Overall, though, this was a book that pleasantly met my expectations for high-stakes sports shenanigans and intense romantic turmoil. I was also genuinely moved by Katie’s character arc as she tries to deal with being an elite athlete who is past her competition peak. I recommend this book to anyone who likes sports romance, relates to struggles with perfectionism, and/or likes a bit of a relational roller coaster ride on the way to the HEA.
This book is available from:
As an Amazon Associate we earn from qualifying purchases.
We also may use affiliate links in our posts, as well.
Thanks!
Ooooh, as someone who got way too invested in Scott Moir and Tessa Virtue after the 2018 Olympics, I am HERE for this. Click!
Yay my library has this book! I’ve been a figure skating fan for almost 30 years so I’m anxious to see what the author gets right.
I thought I was going to really like this until maybe around two-thirds? of the way in, but unfortunately after that point I started getting mad at it. Katie frankly treats Brendan like garbage, and because of the abrupt arbitrariness of the ending, and the fact that she never really apologises for it (although iirc HE spends a lot of time apologising and trying to prove himself to HER), in no way did I feel I could trust her to stop treating him like that. The fact that he seemed happy to take whatever she dished out didn’t save it for me because I’ve seen that dynamic in real life and it is not pretty. As much as I sympathised with Katie (it was hard not to), it really bothered me that the book didn’t seem to think she owed Brendan anything more than the opportunity to earn the privilege of her trust. Shouldn’t she also need to earn his? She doesn’t, and I couldn’t really get past that. Pain is not a free pass to treat people like punching bags.

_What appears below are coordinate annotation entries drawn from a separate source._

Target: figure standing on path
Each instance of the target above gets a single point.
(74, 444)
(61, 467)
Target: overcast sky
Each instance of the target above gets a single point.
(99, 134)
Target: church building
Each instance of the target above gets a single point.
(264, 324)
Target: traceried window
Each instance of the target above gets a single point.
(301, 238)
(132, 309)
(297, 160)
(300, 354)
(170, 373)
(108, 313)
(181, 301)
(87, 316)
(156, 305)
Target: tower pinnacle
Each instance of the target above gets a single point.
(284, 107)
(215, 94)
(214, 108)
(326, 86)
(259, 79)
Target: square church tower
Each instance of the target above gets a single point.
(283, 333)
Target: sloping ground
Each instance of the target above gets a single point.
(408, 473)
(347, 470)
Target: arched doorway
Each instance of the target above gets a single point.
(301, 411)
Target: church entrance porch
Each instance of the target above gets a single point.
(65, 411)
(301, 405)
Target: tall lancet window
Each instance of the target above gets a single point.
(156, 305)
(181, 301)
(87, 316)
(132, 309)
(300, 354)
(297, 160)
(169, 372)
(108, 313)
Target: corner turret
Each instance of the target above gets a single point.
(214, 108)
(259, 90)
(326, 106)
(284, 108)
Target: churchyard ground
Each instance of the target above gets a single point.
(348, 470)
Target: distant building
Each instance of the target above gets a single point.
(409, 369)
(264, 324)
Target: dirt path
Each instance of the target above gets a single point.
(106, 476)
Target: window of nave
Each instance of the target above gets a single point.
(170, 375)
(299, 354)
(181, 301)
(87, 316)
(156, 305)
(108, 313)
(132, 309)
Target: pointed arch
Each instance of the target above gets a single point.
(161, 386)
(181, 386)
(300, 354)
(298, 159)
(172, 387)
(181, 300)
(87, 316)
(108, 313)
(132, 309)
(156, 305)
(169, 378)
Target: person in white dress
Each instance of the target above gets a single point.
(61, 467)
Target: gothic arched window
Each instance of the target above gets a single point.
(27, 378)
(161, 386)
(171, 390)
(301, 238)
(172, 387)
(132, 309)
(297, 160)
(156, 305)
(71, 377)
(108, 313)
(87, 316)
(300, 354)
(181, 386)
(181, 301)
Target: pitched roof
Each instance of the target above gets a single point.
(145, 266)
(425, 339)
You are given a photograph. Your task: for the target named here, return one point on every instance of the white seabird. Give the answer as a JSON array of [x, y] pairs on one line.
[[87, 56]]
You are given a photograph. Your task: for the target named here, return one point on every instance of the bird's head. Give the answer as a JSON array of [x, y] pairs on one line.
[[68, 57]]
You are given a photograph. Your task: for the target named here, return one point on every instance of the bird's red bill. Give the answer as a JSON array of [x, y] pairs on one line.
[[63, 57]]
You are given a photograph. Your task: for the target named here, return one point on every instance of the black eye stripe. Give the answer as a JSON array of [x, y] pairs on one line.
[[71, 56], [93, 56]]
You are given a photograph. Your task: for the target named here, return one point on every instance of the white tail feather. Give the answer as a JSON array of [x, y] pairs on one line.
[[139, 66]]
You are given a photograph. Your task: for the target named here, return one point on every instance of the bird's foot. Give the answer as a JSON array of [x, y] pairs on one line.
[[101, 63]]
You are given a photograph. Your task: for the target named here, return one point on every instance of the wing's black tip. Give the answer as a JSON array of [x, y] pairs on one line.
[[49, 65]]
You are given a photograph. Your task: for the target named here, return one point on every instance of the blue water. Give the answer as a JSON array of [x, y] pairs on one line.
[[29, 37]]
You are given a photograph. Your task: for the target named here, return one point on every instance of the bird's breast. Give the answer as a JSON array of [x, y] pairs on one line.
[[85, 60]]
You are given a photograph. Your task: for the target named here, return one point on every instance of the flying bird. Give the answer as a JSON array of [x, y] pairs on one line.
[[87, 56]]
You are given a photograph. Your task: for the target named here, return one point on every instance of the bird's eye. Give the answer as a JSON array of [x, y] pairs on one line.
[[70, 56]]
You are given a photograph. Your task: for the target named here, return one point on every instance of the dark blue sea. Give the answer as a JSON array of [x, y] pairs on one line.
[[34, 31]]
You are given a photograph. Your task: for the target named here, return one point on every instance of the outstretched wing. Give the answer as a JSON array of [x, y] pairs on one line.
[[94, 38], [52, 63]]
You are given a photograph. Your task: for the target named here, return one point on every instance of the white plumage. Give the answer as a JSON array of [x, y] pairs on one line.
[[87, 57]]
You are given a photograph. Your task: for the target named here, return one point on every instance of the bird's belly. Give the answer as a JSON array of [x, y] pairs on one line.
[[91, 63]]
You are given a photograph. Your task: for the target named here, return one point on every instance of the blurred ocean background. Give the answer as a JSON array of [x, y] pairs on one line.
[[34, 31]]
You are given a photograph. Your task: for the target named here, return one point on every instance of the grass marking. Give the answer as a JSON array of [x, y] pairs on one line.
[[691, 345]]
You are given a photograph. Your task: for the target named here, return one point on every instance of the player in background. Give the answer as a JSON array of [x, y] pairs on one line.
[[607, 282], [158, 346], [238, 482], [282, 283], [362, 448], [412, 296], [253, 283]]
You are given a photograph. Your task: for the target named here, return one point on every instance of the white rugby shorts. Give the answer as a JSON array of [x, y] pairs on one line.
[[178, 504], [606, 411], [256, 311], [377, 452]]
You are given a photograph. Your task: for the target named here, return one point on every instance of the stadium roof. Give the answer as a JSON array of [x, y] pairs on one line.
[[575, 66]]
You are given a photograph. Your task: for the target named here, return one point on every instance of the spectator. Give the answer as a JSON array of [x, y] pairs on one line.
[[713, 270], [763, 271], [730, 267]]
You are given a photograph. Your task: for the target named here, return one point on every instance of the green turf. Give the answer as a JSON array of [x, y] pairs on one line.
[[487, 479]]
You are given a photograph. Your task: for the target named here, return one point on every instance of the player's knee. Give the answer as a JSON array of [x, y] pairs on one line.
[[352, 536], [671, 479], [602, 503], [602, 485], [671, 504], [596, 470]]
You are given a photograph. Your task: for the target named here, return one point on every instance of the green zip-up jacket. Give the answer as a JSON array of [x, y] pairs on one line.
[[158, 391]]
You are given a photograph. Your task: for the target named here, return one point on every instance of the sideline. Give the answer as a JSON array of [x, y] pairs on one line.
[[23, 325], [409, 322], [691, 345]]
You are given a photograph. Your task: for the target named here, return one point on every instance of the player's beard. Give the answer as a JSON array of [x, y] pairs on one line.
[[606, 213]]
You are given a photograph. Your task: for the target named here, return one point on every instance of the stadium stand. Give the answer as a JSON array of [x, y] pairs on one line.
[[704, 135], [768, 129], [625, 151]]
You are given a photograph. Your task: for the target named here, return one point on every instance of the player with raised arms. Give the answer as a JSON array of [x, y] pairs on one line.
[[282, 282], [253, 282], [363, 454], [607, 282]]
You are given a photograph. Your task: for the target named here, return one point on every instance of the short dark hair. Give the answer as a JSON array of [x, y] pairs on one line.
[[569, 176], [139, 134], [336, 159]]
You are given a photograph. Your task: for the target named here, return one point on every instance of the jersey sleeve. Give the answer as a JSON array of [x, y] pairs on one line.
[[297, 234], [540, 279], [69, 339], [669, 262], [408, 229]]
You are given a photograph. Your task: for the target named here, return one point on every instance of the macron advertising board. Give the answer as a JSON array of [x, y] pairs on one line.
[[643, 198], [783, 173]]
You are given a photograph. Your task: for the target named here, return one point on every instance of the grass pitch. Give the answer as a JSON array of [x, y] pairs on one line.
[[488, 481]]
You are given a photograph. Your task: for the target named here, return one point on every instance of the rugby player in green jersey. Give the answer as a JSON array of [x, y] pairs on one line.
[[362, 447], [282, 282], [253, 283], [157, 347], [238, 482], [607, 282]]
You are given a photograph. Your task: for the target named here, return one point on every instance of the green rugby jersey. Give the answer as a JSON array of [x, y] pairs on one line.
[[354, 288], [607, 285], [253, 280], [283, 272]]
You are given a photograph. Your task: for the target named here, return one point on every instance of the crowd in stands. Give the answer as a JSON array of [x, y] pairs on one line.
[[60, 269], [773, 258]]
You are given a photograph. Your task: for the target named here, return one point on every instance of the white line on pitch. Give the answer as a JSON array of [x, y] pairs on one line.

Star’s review is kind of making me cautious about this one. Which is a shame, I’m a Cutting Edge fangirl and this would normally be up my alley but this reads like a big no.
Star, I definitely agree that he had to do more work to earn her trust than vice-versa, but I read that as being because she is struggling substantially more with her mental health (for a bunch of reasons) than he is. I don’t think it necessarily presents a doomed relationship for one partner to do more “work” to reassure the other person during some phases. On the other hand, I guess I actually was convinced in the latter part of the book that Katie has sought some help for her issues so I didn’t feel lingering suspicion about her character. I also felt that even though he had more emotional stability, Brendan also did plenty of hurtful or harmful things to Katie throughout the book so I didn’t read it as a one-way punching bag situation.
So, Lisa, I guess whether this would work for you probably depends on how much patience you have with a romance where one person is substantially more emotionally well-adjusted than the other person for most of it (but also the people have mutually pretty poor boundaries and communication) and seeing that play out more or less as expected.